A safe report system should not execute arbitrary report SQL directly in the request path. It should define report templates:
reports:
monthly_revenue:
base_query: revenue_by_month
max_date_range_days: 370
max_rows: 50000
allowed_filters:
- tenant_id
- region
- plan
allowed_group_by:
- month
- region
- plan
async_only: true
The application then compiles this safe configuration into SQL using known fields, known joins, known indexes, and known row budgets. Large reports should run as background jobs with dedicated worker pools, separate database roles, and observable job IDs.
A synchronous export endpoint with no row cap is often a DoS bug waiting to be found.
GraphQL and resolver-driven database load
GraphQL is not SQL injection by default, but it can expose database work in a highly flexible form. Nested fields can trigger resolver fan-out. Without batching, limits, or query complexity controls, one request can become many database queries.

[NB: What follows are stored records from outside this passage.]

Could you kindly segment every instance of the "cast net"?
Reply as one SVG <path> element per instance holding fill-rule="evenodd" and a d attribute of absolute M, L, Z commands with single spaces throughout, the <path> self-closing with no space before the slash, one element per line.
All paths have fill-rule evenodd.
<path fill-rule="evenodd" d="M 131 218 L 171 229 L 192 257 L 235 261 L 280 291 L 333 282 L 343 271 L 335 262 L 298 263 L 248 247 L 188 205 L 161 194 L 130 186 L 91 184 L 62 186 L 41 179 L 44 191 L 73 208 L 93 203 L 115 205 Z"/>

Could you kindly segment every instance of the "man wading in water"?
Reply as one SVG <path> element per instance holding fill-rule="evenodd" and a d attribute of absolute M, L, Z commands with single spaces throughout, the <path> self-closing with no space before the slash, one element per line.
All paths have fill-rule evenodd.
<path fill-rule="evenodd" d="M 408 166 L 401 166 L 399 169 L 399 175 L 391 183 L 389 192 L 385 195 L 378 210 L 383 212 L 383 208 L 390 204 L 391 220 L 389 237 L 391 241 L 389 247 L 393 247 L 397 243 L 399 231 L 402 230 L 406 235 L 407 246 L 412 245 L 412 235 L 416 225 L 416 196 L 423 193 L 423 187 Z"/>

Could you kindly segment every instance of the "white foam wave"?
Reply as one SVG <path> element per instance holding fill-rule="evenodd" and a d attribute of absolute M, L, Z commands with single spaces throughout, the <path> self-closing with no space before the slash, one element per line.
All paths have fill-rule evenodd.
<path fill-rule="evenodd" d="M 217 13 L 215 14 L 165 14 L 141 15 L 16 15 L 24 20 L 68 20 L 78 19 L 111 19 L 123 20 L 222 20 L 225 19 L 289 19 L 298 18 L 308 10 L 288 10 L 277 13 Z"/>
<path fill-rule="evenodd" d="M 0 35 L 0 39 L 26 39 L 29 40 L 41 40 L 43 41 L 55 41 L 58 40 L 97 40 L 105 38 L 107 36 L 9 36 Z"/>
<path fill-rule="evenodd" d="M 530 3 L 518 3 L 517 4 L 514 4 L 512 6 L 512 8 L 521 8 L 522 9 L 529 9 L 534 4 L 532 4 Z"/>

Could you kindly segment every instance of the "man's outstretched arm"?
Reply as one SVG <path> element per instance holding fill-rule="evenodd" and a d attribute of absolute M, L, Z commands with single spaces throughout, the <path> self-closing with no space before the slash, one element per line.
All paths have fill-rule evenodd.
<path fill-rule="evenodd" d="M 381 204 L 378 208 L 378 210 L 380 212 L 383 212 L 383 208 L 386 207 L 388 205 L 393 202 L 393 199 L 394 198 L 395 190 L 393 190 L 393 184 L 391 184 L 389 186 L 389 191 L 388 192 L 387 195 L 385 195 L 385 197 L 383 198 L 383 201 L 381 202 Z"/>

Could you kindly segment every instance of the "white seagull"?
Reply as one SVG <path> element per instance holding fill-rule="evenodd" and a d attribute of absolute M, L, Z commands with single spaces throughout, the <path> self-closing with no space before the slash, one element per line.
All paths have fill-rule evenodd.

A simplified resolver problem:
const resolvers = {
User: {
orders: (user) => db.query(
"SELECT * FROM orders WHERE user_id = $1 ORDER BY created_at DESC",
[user.id]
) } };
If a query returns 100 users and then resolves orders for each user, the API may issue 101 queries. Attackers can amplify this with nesting and broad filters.
Defenses include:
| Kontrolle | Zweck |
|---|---|
| Query depth limit | Blocks deeply nested requests |
| Complexity scoring | Prices expensive fields |
| Resolver batching | Reduces N+1 queries |
| Mandatory pagination | Prevents unbounded child lists |
| Field-level authorization | Avoids accidental data exposure |
| Per-request database budget | Stops one request from issuing unlimited queries |
| Query allowlisting for sensitive APIs | Reduces arbitrary query shapes |
The database optimization principle is the same: never let the client silently multiply backend work beyond an intentional budget.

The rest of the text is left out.